# Amplificador de potencia solo para bajas frecuencias (<120hz)



## mijail (Ago 9, 2012)

Hola a todos,

Quisiera saber si alguno de ustedes me puede ayudar. La idea es que quiero hacer un amplificador de audio que solamente amplifique bajas frecuencias aproximadamente menores a 120hz. 
¿Qué persigo con esto?
Bueno, con esta idea supongo que simplificaría mucho el circuito de aplificación abaratando así su costo y el esfuerzo invertido. Además, la salida de este solo estaría conectado a la bocina más potente, la que hace BUM BUM BUM, jejeje y por último, creo que la calidad de las frecuencias bajas sería superior.

NOTA: Para las medias y altas tengo otro módulo de amplificación.

Atte a sus respuestas.


----------



## Fogonazo (Ago 9, 2012)

Cualquier amplificador de audio, de los que figuran en el Foro te sirve. 
*NO* consigues ninguna economía haciendo un amplificador solo para graves.
*SI* consigue una mejor calidad sonido en general.


----------



## mijail (Ago 9, 2012)

La calidad es mi principal objetivo.


Aquí les dejo una imagen adjunta que representa la idea de lo que quiero conseguir.


----------



## Tacatomon (Ago 9, 2012)

mijail dijo:


> La calidad es mi principal objetivo.
> 
> 
> Aquí les dejo una imagen adjunta que representa la idea de lo que quiero conseguir.



No necesitas un amplificador especial.

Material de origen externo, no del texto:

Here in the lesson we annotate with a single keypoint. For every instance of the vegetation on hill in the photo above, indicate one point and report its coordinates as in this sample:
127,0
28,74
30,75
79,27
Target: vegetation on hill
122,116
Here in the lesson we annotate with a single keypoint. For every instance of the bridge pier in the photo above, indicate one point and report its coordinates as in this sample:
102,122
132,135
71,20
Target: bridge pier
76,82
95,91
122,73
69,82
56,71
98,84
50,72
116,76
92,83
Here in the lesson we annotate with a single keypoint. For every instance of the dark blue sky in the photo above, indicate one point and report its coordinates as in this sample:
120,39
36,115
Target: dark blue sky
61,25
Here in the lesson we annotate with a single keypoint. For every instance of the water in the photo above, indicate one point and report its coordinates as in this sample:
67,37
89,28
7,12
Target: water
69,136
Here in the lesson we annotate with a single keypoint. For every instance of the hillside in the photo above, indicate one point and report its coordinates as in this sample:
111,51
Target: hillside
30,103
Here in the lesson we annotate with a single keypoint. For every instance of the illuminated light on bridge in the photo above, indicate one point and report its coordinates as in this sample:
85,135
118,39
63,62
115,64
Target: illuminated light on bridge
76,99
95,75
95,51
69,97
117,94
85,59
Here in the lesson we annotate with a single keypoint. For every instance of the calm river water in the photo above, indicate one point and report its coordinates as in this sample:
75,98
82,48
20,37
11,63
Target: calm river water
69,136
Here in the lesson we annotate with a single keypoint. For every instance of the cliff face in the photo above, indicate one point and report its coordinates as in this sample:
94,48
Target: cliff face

Necesitas un Buen Crossover. Cualquier amplificador de buena potencia te sirve. De preferencia Transistorizado y de fuente simétrica.

En el foro, también hay diseños para elaborar Filtros y hasta un "Bass Extension".

Saludos!


----------



## jorge morales (Ago 9, 2012)

te adjunto esta informacion de un amplificador para subwoofer de Valleman, saludos


----------



## Fogonazo (Ago 9, 2012)

mijail dijo:


> La calidad es mi principal objetivo.
> 
> 
> Aquí les dejo una imagen adjunta que representa la idea de lo que quiero conseguir.



Eso se llama sonido *Bi-Amplificado*


----------



## mijail (Ago 9, 2012)

Les echaré un vistazo a los crossover.



parece bueno el subwoofer pero todavía no llego a ese nivel, busco cosas más simples.

Saludos.


----------



## jorge morales (Ago 10, 2012)

te adjunto estos esquemas a tu consideracion, saludos


----------



## ehbressan (Ago 10, 2012)

Fogonazo dijo:


> Eso se llama sonido *Bi-Amplificado*


 
Como dice Fogo, acà tenès info:

http://sound.whsites.net/bi-amp.htm

Proyecto para amplificar graves :

http://sound.whsites.net/project101.htm
http://sound.whsites.net/project68.htm

Crossover:

http://sound.whsites.net/project08.htm
http://sound.whsites.net/project09.htm
http://sound.whsites.net/project81.htm

La configuraciòn correcta es: fuente de sonido---preamplificador---crossover----amplificadores----cajas acùsticas.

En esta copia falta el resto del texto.